Search code examples
phpxmlrssxml-parsingsimplepie

Is it possible to pull information out a link from an article form for example the verge


I am trying to make something where you put in a link from an article and it puts out the article so the title, description , ... Is that possible, i think there is a way because some websites do it. And i think it's only compatible with websites that an rss reader can read.
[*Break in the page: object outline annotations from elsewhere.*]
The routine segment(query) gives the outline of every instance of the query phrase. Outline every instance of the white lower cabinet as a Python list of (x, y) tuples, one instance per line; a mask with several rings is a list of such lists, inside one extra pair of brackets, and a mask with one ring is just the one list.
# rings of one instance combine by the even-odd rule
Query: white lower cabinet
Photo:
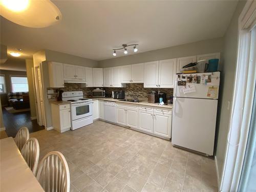
[(99, 101), (97, 100), (93, 101), (93, 120), (99, 118)]
[(140, 110), (139, 129), (147, 132), (153, 133), (153, 112)]
[(104, 119), (104, 101), (102, 100), (99, 100), (99, 118)]
[(139, 107), (136, 105), (117, 104), (116, 122), (118, 124), (138, 129)]
[(52, 104), (51, 108), (53, 128), (60, 133), (63, 133), (70, 130), (71, 119), (70, 104)]

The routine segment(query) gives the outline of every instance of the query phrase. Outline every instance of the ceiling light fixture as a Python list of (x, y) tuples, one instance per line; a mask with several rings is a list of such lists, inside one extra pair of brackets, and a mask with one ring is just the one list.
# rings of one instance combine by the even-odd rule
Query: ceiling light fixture
[(127, 51), (127, 47), (129, 46), (134, 46), (133, 49), (134, 49), (134, 52), (137, 52), (138, 51), (138, 49), (136, 48), (136, 46), (138, 46), (139, 44), (132, 44), (132, 45), (126, 45), (126, 44), (123, 44), (122, 45), (122, 46), (123, 47), (119, 49), (113, 49), (113, 50), (114, 51), (114, 53), (113, 53), (113, 55), (114, 56), (116, 56), (116, 50), (120, 50), (121, 49), (124, 49), (124, 51), (123, 52), (123, 53), (124, 53), (125, 55), (128, 53), (128, 51)]
[(62, 18), (59, 9), (50, 0), (0, 0), (0, 14), (21, 26), (40, 28)]
[(17, 53), (17, 52), (10, 52), (10, 54), (11, 54), (11, 56), (13, 57), (19, 57), (22, 54), (19, 53)]
[(136, 48), (136, 46), (133, 47), (133, 51), (134, 51), (134, 52), (135, 53), (138, 51), (138, 49)]
[(124, 53), (124, 54), (127, 54), (128, 53), (128, 51), (127, 51), (127, 49), (126, 48), (124, 48), (124, 51), (123, 52), (123, 53)]

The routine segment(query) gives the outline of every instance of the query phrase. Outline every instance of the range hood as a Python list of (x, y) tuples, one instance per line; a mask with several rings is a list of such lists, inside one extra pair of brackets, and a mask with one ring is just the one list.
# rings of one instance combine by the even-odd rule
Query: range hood
[(87, 82), (83, 81), (81, 80), (64, 80), (64, 82), (66, 83), (86, 83)]

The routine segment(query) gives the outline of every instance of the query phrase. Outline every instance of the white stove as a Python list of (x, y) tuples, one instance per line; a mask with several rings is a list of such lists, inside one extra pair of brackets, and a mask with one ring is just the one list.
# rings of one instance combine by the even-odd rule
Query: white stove
[(92, 99), (84, 98), (81, 91), (63, 92), (62, 96), (62, 100), (70, 102), (72, 130), (93, 122)]

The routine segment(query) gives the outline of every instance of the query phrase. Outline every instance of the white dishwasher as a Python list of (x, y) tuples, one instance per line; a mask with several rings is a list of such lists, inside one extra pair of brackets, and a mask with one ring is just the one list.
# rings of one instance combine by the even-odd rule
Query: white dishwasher
[(116, 122), (116, 103), (104, 101), (104, 119), (106, 121)]

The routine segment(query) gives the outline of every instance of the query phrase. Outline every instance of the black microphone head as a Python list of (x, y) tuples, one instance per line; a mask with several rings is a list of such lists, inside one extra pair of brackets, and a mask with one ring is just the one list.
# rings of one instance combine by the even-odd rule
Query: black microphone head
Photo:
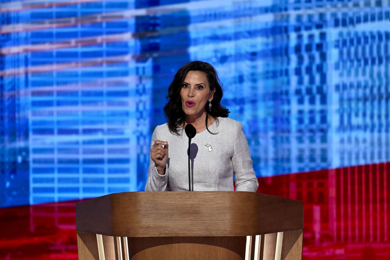
[(190, 124), (187, 124), (184, 128), (184, 131), (186, 131), (186, 134), (188, 138), (193, 138), (196, 134), (196, 129), (194, 126)]

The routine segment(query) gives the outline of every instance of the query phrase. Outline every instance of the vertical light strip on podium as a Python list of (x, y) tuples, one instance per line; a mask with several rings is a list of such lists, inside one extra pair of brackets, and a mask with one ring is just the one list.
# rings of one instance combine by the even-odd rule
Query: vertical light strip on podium
[(276, 237), (276, 248), (275, 250), (275, 260), (280, 260), (282, 255), (282, 243), (283, 242), (283, 232), (278, 232)]
[(99, 260), (106, 260), (106, 257), (104, 256), (103, 237), (101, 235), (96, 234), (96, 240), (98, 241), (98, 250), (99, 250)]
[(261, 235), (256, 235), (255, 239), (255, 253), (254, 253), (253, 259), (254, 260), (260, 260), (260, 242), (261, 241)]
[(250, 260), (250, 252), (252, 249), (252, 236), (246, 236), (246, 245), (245, 248), (245, 260)]

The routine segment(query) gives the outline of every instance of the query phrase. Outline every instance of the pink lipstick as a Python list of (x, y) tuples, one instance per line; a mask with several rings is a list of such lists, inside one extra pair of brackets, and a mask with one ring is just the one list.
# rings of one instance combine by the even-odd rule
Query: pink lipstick
[(186, 105), (189, 108), (191, 108), (195, 105), (195, 103), (191, 100), (187, 100), (186, 101)]

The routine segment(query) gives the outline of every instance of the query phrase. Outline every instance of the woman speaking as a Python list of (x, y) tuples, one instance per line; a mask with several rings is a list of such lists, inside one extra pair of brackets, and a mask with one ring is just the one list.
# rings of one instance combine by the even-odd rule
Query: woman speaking
[(190, 149), (193, 191), (255, 192), (259, 186), (248, 142), (238, 121), (227, 118), (221, 104), (222, 87), (214, 68), (193, 61), (183, 66), (169, 85), (164, 107), (167, 122), (152, 137), (145, 191), (188, 190), (188, 138), (184, 129), (196, 130)]

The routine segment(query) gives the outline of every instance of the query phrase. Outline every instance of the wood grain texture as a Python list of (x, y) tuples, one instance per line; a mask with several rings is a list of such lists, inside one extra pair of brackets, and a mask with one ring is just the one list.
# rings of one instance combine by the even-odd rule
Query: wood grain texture
[[(158, 256), (156, 258), (156, 256)], [(143, 250), (131, 260), (243, 260), (238, 254), (226, 248), (199, 244), (172, 244)]]
[(76, 230), (133, 237), (255, 235), (303, 229), (303, 212), (302, 202), (256, 193), (122, 193), (77, 203)]
[(77, 231), (78, 258), (83, 260), (99, 260), (96, 234)]
[(263, 260), (275, 260), (277, 234), (277, 233), (275, 233), (266, 234), (264, 235), (264, 247), (263, 249), (262, 258)]
[(128, 237), (130, 258), (139, 252), (161, 246), (193, 244), (213, 246), (231, 251), (243, 259), (246, 237)]
[(301, 259), (303, 237), (303, 232), (301, 229), (284, 232), (280, 259), (284, 260)]
[(115, 238), (113, 237), (103, 235), (103, 247), (104, 248), (104, 256), (106, 260), (118, 260), (118, 254), (115, 256), (116, 250)]

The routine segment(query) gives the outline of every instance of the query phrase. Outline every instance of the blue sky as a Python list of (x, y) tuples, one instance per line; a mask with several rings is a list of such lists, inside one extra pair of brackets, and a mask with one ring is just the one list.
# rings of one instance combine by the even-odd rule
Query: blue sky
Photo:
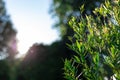
[(51, 44), (59, 39), (52, 28), (49, 7), (52, 0), (4, 0), (18, 34), (18, 50), (25, 53), (33, 43)]

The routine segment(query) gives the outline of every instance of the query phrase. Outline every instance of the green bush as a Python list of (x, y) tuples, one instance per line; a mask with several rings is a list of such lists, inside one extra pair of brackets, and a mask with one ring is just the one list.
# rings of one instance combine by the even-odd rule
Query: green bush
[[(80, 8), (81, 14), (84, 5)], [(92, 15), (72, 17), (74, 36), (67, 44), (76, 54), (65, 60), (67, 80), (120, 80), (120, 0), (105, 1)]]

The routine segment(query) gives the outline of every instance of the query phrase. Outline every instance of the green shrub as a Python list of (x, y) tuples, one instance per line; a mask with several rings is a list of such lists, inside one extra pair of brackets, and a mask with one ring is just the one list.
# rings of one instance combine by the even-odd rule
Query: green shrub
[[(80, 8), (81, 14), (84, 6)], [(93, 15), (72, 17), (74, 36), (67, 44), (76, 54), (65, 60), (67, 80), (120, 80), (120, 0), (106, 1)]]

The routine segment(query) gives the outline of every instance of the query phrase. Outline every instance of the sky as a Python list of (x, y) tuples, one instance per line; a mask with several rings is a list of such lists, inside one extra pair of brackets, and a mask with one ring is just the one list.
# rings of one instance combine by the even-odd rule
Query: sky
[(59, 40), (49, 14), (52, 0), (4, 0), (7, 13), (17, 30), (18, 51), (27, 52), (34, 43), (51, 44)]

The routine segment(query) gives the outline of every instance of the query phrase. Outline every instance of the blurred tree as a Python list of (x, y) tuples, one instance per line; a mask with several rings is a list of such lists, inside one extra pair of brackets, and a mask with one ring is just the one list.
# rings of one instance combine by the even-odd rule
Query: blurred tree
[(12, 26), (5, 3), (0, 0), (0, 59), (13, 58), (17, 53), (16, 30)]
[(16, 30), (6, 13), (5, 3), (0, 0), (0, 80), (13, 80), (14, 57), (17, 54)]
[(55, 27), (59, 27), (61, 36), (66, 39), (67, 36), (71, 36), (73, 31), (69, 28), (68, 21), (71, 16), (78, 17), (80, 14), (80, 6), (84, 4), (84, 14), (92, 14), (92, 10), (95, 7), (99, 7), (105, 0), (53, 0), (50, 8), (50, 13), (58, 19), (55, 23)]

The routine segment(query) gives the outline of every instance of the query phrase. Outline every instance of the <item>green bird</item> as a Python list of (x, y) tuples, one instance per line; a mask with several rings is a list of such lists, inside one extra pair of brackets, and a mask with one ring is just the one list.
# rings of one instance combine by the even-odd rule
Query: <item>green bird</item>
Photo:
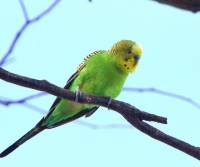
[(79, 65), (64, 87), (76, 92), (76, 100), (56, 98), (48, 114), (34, 128), (5, 149), (0, 157), (5, 157), (45, 129), (55, 128), (81, 116), (87, 117), (93, 114), (99, 106), (77, 103), (80, 92), (109, 96), (110, 99), (116, 98), (121, 92), (128, 74), (135, 70), (141, 55), (141, 47), (131, 40), (121, 40), (109, 50), (91, 53)]

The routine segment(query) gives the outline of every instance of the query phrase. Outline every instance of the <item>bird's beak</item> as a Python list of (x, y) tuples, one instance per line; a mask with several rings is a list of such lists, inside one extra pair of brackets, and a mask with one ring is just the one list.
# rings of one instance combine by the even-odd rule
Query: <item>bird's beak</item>
[[(141, 55), (142, 55), (142, 52), (143, 52), (143, 49), (142, 49), (142, 46), (141, 45), (139, 45), (139, 44), (134, 44), (133, 46), (132, 46), (132, 53), (134, 53), (136, 56), (135, 57), (140, 57)], [(136, 58), (137, 59), (137, 58)]]

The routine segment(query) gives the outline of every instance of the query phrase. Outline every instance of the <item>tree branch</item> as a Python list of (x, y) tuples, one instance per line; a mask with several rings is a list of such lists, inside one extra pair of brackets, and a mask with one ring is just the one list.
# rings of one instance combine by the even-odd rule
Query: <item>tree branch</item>
[(153, 1), (170, 5), (176, 8), (188, 10), (194, 13), (200, 11), (200, 0), (153, 0)]
[[(45, 91), (52, 95), (65, 98), (71, 101), (74, 101), (76, 98), (75, 93), (69, 90), (60, 88), (56, 85), (53, 85), (46, 80), (37, 80), (37, 79), (31, 79), (28, 77), (20, 76), (14, 73), (10, 73), (4, 70), (3, 68), (0, 68), (0, 78), (2, 80), (14, 83), (16, 85), (32, 88), (35, 90)], [(109, 100), (109, 97), (98, 97), (98, 96), (83, 94), (81, 98), (79, 98), (79, 103), (89, 103), (89, 104), (96, 104), (96, 105), (107, 107), (108, 100)], [(156, 116), (154, 114), (148, 114), (146, 112), (140, 111), (139, 109), (127, 103), (120, 102), (117, 100), (112, 100), (112, 103), (109, 107), (113, 110), (123, 110), (123, 107), (125, 107), (127, 110), (126, 112), (128, 112), (130, 115), (134, 113), (134, 116), (137, 118), (140, 118), (141, 120), (154, 121), (154, 122), (165, 123), (165, 124), (167, 123), (167, 119), (164, 117)]]
[[(31, 79), (10, 73), (2, 68), (0, 68), (0, 78), (4, 81), (14, 83), (19, 86), (45, 91), (52, 95), (71, 101), (75, 100), (75, 93), (53, 85), (46, 80)], [(82, 93), (79, 98), (79, 103), (89, 103), (107, 107), (108, 100), (108, 97), (92, 96)], [(143, 120), (147, 120), (159, 123), (167, 123), (166, 118), (140, 111), (134, 106), (118, 100), (112, 100), (109, 108), (120, 113), (130, 124), (143, 133), (200, 160), (200, 149), (198, 147), (192, 146), (184, 141), (169, 136), (153, 126), (143, 122)]]

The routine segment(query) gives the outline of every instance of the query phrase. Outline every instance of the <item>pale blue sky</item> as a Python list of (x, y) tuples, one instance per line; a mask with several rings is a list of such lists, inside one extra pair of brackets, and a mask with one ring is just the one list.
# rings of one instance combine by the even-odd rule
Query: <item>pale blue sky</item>
[[(51, 2), (25, 0), (33, 17)], [(24, 20), (17, 0), (1, 2), (0, 20), (0, 55), (3, 55)], [(146, 0), (62, 1), (48, 16), (26, 30), (12, 54), (14, 62), (5, 68), (64, 86), (84, 56), (108, 49), (120, 39), (131, 39), (142, 44), (144, 55), (126, 86), (156, 87), (200, 102), (199, 20), (200, 14)], [(0, 96), (17, 99), (33, 93), (36, 91), (0, 81)], [(118, 99), (166, 116), (168, 125), (153, 125), (200, 145), (197, 129), (200, 110), (190, 104), (150, 93), (121, 93)], [(31, 102), (48, 110), (53, 100), (53, 96), (46, 96)], [(41, 117), (22, 106), (0, 106), (0, 150), (30, 130)], [(107, 109), (98, 110), (84, 121), (126, 124), (120, 115)], [(199, 166), (196, 159), (135, 128), (92, 130), (75, 123), (47, 130), (0, 160), (0, 166), (4, 167), (27, 165)]]

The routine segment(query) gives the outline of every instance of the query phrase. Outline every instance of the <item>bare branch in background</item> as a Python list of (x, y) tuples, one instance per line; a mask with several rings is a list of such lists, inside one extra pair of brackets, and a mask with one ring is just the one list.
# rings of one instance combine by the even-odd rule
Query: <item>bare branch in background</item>
[(3, 66), (6, 62), (6, 60), (9, 58), (9, 56), (11, 55), (11, 53), (13, 52), (14, 47), (16, 46), (19, 38), (21, 37), (21, 35), (24, 33), (24, 31), (33, 23), (35, 23), (36, 21), (39, 21), (40, 19), (42, 19), (44, 16), (46, 16), (49, 12), (51, 12), (51, 10), (60, 2), (61, 0), (55, 0), (46, 10), (44, 10), (42, 13), (38, 14), (36, 17), (29, 19), (28, 17), (28, 12), (26, 10), (25, 4), (22, 0), (19, 0), (20, 6), (22, 8), (22, 12), (25, 18), (25, 22), (24, 24), (19, 28), (19, 30), (17, 31), (15, 37), (13, 38), (8, 50), (6, 51), (6, 53), (3, 55), (3, 57), (0, 59), (0, 67)]
[(46, 94), (45, 92), (40, 92), (40, 93), (37, 93), (37, 94), (34, 94), (34, 95), (23, 97), (23, 98), (18, 99), (18, 100), (0, 99), (0, 104), (5, 105), (5, 106), (9, 106), (11, 104), (22, 104), (22, 103), (25, 103), (25, 102), (27, 102), (29, 100), (32, 100), (32, 99), (38, 98), (40, 96), (43, 96), (45, 94)]
[(75, 124), (81, 125), (81, 126), (85, 126), (87, 128), (90, 129), (131, 129), (133, 128), (131, 125), (128, 124), (106, 124), (106, 125), (97, 125), (97, 124), (93, 124), (93, 123), (89, 123), (89, 122), (85, 122), (82, 120), (76, 120), (74, 121)]
[[(0, 78), (4, 81), (19, 86), (39, 91), (45, 91), (57, 97), (75, 101), (76, 97), (75, 93), (67, 89), (60, 88), (52, 83), (49, 83), (46, 80), (37, 80), (20, 76), (14, 73), (10, 73), (2, 68), (0, 68)], [(109, 97), (92, 96), (84, 93), (82, 93), (79, 98), (79, 103), (95, 104), (103, 107), (107, 107), (108, 101)], [(134, 106), (131, 106), (130, 104), (118, 100), (112, 100), (109, 105), (109, 108), (121, 114), (131, 125), (133, 125), (141, 132), (200, 160), (200, 149), (198, 147), (190, 145), (182, 140), (176, 139), (173, 136), (169, 136), (160, 131), (159, 129), (156, 129), (155, 127), (143, 121), (146, 120), (159, 123), (167, 123), (166, 118), (146, 113), (144, 111), (137, 109)]]
[(192, 98), (189, 98), (189, 97), (184, 96), (184, 95), (179, 95), (179, 94), (176, 94), (176, 93), (168, 92), (168, 91), (165, 91), (165, 90), (157, 89), (157, 88), (125, 87), (125, 88), (123, 88), (123, 91), (138, 92), (138, 93), (155, 93), (155, 94), (159, 94), (159, 95), (162, 95), (162, 96), (167, 96), (167, 97), (170, 97), (170, 98), (175, 98), (175, 99), (184, 101), (184, 102), (189, 103), (189, 104), (193, 105), (194, 107), (200, 109), (200, 104), (198, 102), (196, 102), (195, 100), (193, 100)]
[(153, 1), (170, 5), (176, 8), (188, 10), (194, 13), (200, 11), (200, 0), (153, 0)]

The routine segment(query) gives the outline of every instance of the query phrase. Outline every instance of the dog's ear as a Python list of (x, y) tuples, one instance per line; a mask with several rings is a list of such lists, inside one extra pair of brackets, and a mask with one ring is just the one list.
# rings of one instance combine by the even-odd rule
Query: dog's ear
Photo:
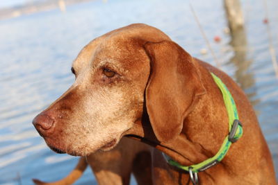
[(151, 60), (146, 87), (146, 105), (154, 134), (168, 142), (181, 132), (185, 117), (206, 91), (194, 59), (171, 41), (147, 42)]

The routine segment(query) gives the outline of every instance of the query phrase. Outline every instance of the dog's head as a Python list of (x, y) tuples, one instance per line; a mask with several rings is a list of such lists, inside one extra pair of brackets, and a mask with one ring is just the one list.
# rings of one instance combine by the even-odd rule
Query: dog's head
[(51, 148), (74, 155), (112, 148), (132, 134), (145, 105), (155, 136), (170, 141), (204, 92), (191, 56), (144, 24), (94, 39), (72, 71), (74, 83), (33, 124)]

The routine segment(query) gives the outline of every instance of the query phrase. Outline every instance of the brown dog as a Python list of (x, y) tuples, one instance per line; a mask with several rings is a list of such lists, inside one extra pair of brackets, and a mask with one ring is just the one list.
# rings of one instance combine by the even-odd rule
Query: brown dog
[(74, 85), (33, 120), (54, 150), (87, 156), (128, 136), (154, 146), (148, 152), (154, 184), (190, 184), (189, 174), (162, 152), (190, 166), (218, 152), (229, 121), (213, 73), (231, 92), (244, 134), (220, 163), (198, 173), (199, 181), (275, 184), (271, 155), (243, 91), (159, 30), (133, 24), (99, 37), (81, 51), (72, 71)]
[(133, 173), (139, 185), (152, 184), (149, 146), (124, 137), (110, 151), (97, 151), (82, 157), (76, 168), (64, 179), (51, 183), (33, 179), (36, 184), (66, 185), (77, 180), (90, 165), (99, 185), (129, 184)]

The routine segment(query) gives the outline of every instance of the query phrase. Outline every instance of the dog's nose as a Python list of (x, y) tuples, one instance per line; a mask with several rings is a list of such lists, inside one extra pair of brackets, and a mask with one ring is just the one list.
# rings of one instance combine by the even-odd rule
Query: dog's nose
[(45, 114), (40, 114), (33, 120), (33, 124), (41, 136), (44, 136), (54, 123), (54, 120)]

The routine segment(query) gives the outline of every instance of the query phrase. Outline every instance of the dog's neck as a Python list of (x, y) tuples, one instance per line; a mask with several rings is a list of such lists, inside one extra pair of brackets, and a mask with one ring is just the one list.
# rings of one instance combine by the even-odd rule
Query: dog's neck
[[(182, 132), (177, 138), (167, 143), (159, 143), (154, 136), (149, 121), (149, 123), (144, 123), (144, 120), (148, 122), (147, 118), (143, 118), (142, 123), (136, 124), (135, 130), (138, 132), (136, 135), (146, 139), (140, 140), (183, 166), (197, 164), (214, 156), (229, 132), (228, 115), (222, 94), (210, 73), (204, 68), (199, 69), (206, 94), (183, 121)], [(148, 128), (144, 129), (146, 127)]]

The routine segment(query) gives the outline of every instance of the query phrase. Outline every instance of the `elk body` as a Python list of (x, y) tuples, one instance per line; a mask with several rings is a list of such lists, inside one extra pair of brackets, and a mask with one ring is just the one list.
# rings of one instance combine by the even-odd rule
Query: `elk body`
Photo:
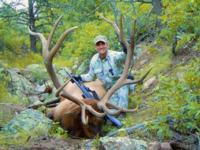
[[(59, 121), (64, 129), (71, 131), (71, 133), (76, 136), (92, 138), (97, 135), (102, 123), (104, 122), (102, 118), (106, 114), (118, 115), (124, 112), (135, 112), (137, 109), (124, 109), (120, 106), (110, 104), (108, 100), (117, 89), (127, 84), (141, 83), (150, 72), (149, 70), (139, 80), (127, 79), (129, 68), (131, 66), (131, 59), (134, 53), (134, 32), (131, 32), (131, 42), (129, 44), (123, 36), (122, 19), (120, 20), (120, 28), (117, 24), (103, 16), (102, 19), (114, 27), (115, 32), (119, 37), (119, 41), (127, 48), (127, 56), (121, 77), (108, 91), (105, 91), (100, 82), (97, 83), (97, 81), (95, 81), (86, 83), (91, 90), (97, 92), (100, 97), (99, 101), (95, 99), (83, 99), (80, 89), (75, 87), (76, 85), (71, 82), (61, 85), (52, 65), (53, 58), (61, 47), (65, 37), (77, 27), (72, 27), (64, 31), (53, 47), (50, 46), (51, 40), (61, 17), (59, 17), (55, 22), (48, 39), (46, 39), (41, 33), (35, 33), (29, 30), (30, 34), (38, 36), (42, 42), (42, 56), (44, 58), (45, 67), (54, 86), (58, 89), (56, 96), (62, 99), (60, 103), (52, 109), (52, 117), (55, 121)], [(115, 111), (113, 111), (113, 109), (115, 109)]]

Can somebody help me or give me a little help on how to do it with simple pie for example.


Solution

  • This is the reason why RSS exists - A way to read information in a standardized way.
    In the pre html5-era every web-developer is more or less inventing his own format, because xhtml, html4 didn't have the right semantic elements for this.

    A few examples:

    <div class="article">
       <h1>Article</h1>
       <p>Content Content Content Content Content</p>
    </div>
    
    <div class="article">
       <span class="arcticleHeader">Article</span>
       <div class="left">Content Content Content Content Content</div>
    </div>
    

    with html5 it is different. there are much more semantic elements like <article>, <header>, <footer>.

    but you can still not know, how the content is actually structured.

    you should use, a well defined format for this like RSS, ATOM, RDF.
    Wikipedia describes this problem very well

    A standardized XML file format allows the information to be published once and viewed by many different programs.